27 November 2025
I have a query regarding a company incorporated under the Companies Act in India. The company was supposed to conduct the AGM for FY 2024-25 on or before 30-09-2025. However due to some technical issues it was not in a position to conduct the same before the statutory deadline. Consequently the company represented to the ROC and was given extension of 3 months to conduct the AGM (i.e. on or before 31-12-2025). However till date the company has not issued any AGM notice. Meanwhile the company received a EGM requisition under Sec 100(2) with certain resolutions on 26-11-2025. At this juncture the Board of Directors of the Company are in dilemma as to whether they have to conduct two meets - one AGM on or before 31-12-2025 and another EGM on or before 10-01-2026 (statutory 45 days period) OR can club both the resolutions and conduct one meeting on or before 31-12-2025 by appending the EGM resolutions as special business in the AGM notice. Request your expert opinion and guidance on the same.
27 November 2025
Yes, the company can combine the AGM and EGM into a single meeting by including the requisitioned EGM resolutions as special business in the AGM notice, provided statutory requirements for notice, explanatory statements, and timelines are complied with. This avoids duplication and is legally permissible under the Companies Act, 2013.
27 November 2025
1. Statutory Framework - AGM Requirement: - Section 96 mandates holding an AGM annually. - Extension granted by ROC allows AGM for FY 2024–25 to be held on or before 31-12-2025. - EGM Requisition (Section 100(2)): - Shareholders holding ≥10% of paid-up share capital can requisition an EGM. - The Board must convene the meeting within 45 days of requisition receipt (i.e., by 10-01-2026). - If the Board fails, requisitionists themselves may convene it. Sources:
2. Clubbing AGM & EGM - Permissibility: - The Companies Act does not prohibit combining requisitioned EGM matters with AGM. - AGM notices can include ordinary business (approval of accounts, dividend, director rotation, auditor appointment) and special business (any other resolutions, including requisitioned ones). - Practical Approach: - Issue one AGM notice before 31-12-2025. - Append requisitioned resolutions under “Special Business.” - Provide explanatory statement under Section 102 for each special item. - Compliance Benefit: - Holding a single meeting satisfies both obligations: - AGM statutory deadline (31-12-2025). - EGM requisition timeline (within 45 days). - Avoids duplication, cost, and logistical burden.

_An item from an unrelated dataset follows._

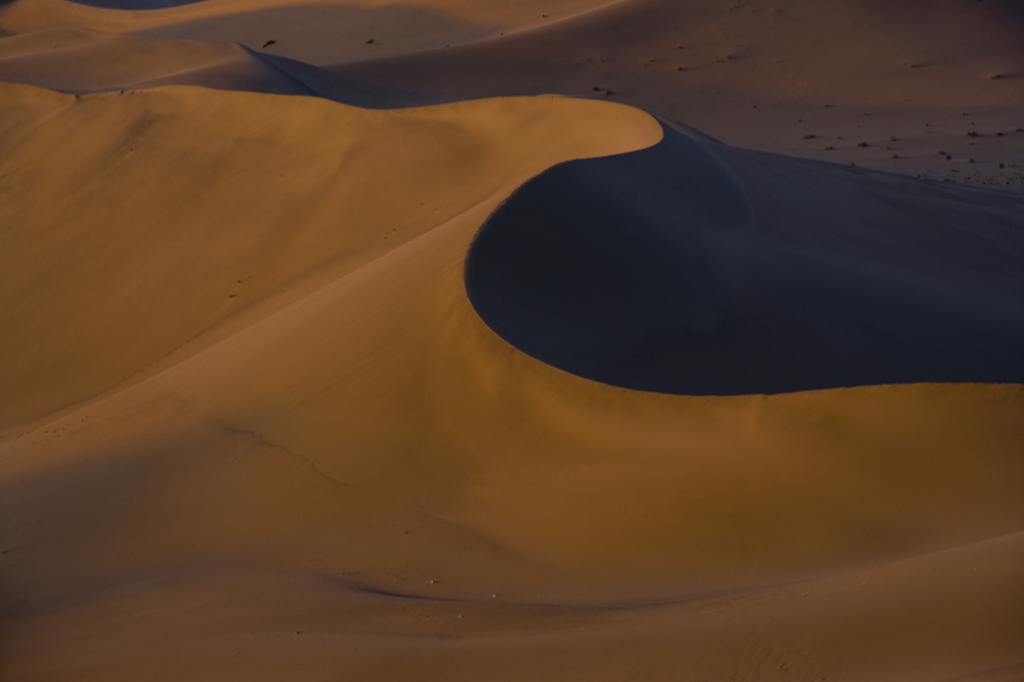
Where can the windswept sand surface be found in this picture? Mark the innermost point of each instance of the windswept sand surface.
(307, 377)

3. Key Compliance Points - Notice Period: Minimum 21 clear days (excluding day of sending and day of meeting). - Mode of Service: By hand, post, or electronic means to all members, directors, and auditors. - Agenda Clarity: Clearly distinguish between ordinary business (AGM) and special business (EGM requisitioned items) in the notice. - Explanatory Statement: Mandatory for each special resolution, detailing material facts, interest of directors/KMP, etc. - Minutes & Filing: Ensure proper recording in minutes and filing of resolutions with ROC (e.g., MGT-7, AOC-4, MGT-7A, and MGT-7 filings as applicable).
4. Audit-Defensible Strategy - Document ROC Extension Order and reference it in AGM notice. - Board Resolution: Pass a resolution approving combined AGM notice with requisitioned items. - Transparency: Maintain clear separation in agenda to demonstrate compliance with both Section 96 (AGM) and Section 100 (EGM). - Risk Mitigation: If requisitionists object, clarify that their resolutions were duly included and voted upon within statutory timelines.
27 November 2025
The Board should issue AGM notice immediately, scheduling the meeting before 31-12-2025, and include requisitioned EGM resolutions as special business. This ensures compliance with both statutory obligations, avoids duplication, and provides a defensible position in case of audit or shareholder scrutiny.